Mali : l’Etat va négocier avec les djihadistes

Le gouvernement de transition vient de mandater le Haut conseil islamique pour qu’il mène les discussions.

Les autorités maliennes de transition ont exprimé à plusieurs reprises leur intention de s’asseoir à la table des négociations avec les djihadistes du groupe de soutien à l’islam et aux musulmans. Elles viennent de passer à l’étape supérieure en mandatant le Haut conseil islamique (HCI) pour qu’il mène les discussions. Les interlocuteurs djihadistes ont été désignés. Ils sont deux maliens : Iyad Ag Ghaly, chef du groupe de soutien à l’islam et aux musulmans (Jnim), lié à Aqmi et Amadou Kouffa qui dirige la Katiba Macina, affiliée au Jnim. L’information a été confirmée par le ministre des Affaires religieuses et du Culte, Mamadou Koné.

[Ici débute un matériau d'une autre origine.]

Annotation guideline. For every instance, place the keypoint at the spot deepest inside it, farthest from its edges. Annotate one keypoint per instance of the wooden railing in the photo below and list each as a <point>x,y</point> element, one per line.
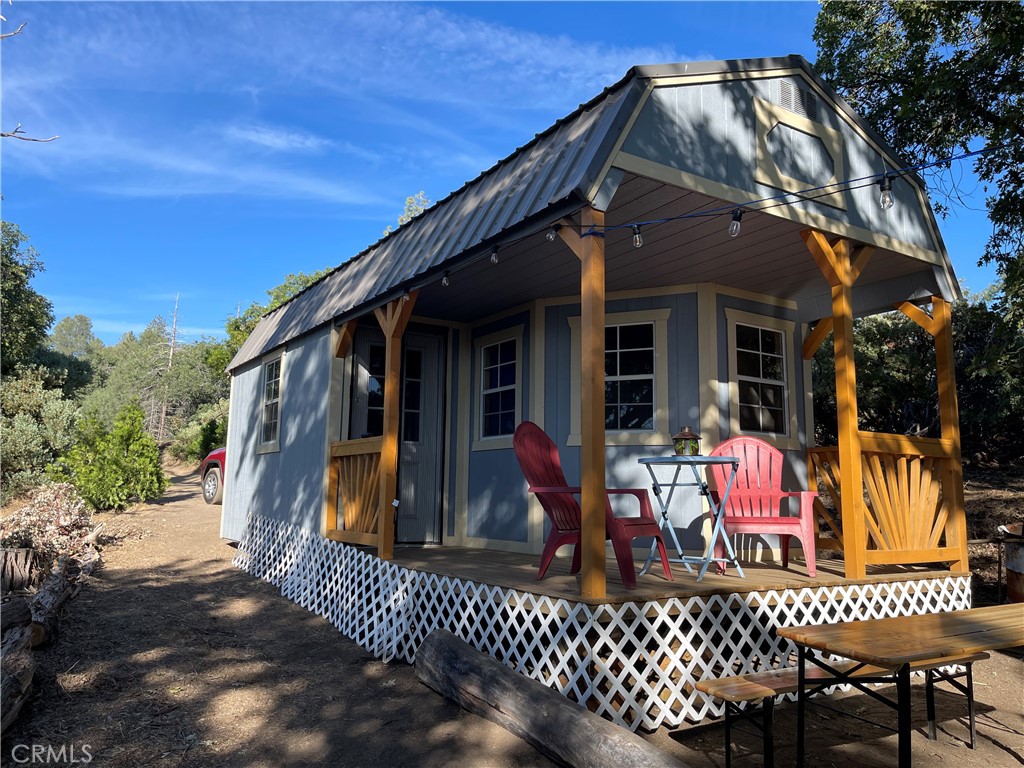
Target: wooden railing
<point>907,501</point>
<point>353,499</point>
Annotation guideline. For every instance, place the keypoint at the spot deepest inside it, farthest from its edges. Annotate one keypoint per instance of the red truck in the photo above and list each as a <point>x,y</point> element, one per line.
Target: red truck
<point>212,472</point>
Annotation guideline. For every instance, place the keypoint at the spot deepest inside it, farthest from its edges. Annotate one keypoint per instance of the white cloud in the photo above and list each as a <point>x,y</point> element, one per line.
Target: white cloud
<point>282,139</point>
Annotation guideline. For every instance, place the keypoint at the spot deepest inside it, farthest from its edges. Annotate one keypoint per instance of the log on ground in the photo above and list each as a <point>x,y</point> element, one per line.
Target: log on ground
<point>16,669</point>
<point>555,726</point>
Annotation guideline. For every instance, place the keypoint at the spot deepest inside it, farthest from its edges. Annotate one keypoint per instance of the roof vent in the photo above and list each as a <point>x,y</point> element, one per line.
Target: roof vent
<point>798,99</point>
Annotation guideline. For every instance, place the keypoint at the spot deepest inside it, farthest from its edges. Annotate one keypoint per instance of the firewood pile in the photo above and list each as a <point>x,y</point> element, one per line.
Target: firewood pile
<point>30,614</point>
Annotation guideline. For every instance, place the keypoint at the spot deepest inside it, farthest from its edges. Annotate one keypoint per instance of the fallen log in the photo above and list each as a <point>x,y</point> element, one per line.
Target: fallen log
<point>17,569</point>
<point>14,612</point>
<point>555,726</point>
<point>16,669</point>
<point>46,604</point>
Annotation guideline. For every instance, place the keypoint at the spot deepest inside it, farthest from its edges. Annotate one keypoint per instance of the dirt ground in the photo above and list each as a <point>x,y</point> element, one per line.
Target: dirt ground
<point>171,656</point>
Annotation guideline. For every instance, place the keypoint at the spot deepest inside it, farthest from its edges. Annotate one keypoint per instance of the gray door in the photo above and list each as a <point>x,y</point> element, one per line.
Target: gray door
<point>420,426</point>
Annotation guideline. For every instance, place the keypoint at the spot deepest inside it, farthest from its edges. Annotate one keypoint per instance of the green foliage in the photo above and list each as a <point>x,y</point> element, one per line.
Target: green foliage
<point>26,314</point>
<point>936,79</point>
<point>897,388</point>
<point>36,425</point>
<point>206,430</point>
<point>53,521</point>
<point>112,468</point>
<point>240,327</point>
<point>415,205</point>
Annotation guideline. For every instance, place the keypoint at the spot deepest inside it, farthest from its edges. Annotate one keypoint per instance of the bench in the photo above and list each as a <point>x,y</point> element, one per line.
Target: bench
<point>764,686</point>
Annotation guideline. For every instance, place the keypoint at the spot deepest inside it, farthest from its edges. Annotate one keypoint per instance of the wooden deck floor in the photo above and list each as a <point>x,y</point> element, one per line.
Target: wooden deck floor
<point>519,572</point>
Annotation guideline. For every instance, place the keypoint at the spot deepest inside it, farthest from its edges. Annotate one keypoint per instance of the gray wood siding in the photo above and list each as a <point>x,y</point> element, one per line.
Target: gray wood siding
<point>709,130</point>
<point>286,484</point>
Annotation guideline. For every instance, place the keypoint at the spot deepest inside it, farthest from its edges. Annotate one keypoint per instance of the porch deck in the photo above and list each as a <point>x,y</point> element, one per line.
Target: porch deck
<point>518,571</point>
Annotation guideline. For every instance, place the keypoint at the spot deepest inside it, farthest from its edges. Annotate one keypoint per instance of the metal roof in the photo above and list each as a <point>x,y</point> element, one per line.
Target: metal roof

Il rappelle que cette mission de bons offices « est une demande populaire qu’une écrasante majorité a exprimé avant même la transition ». Le HCI avait déjà négocié sur le terrain avec les combattants de la Katiba Macina, l’accord de cessez-le-feu obtenu en mars dernier dans le cercle de Niono. Accord aujourd’hui rompu. 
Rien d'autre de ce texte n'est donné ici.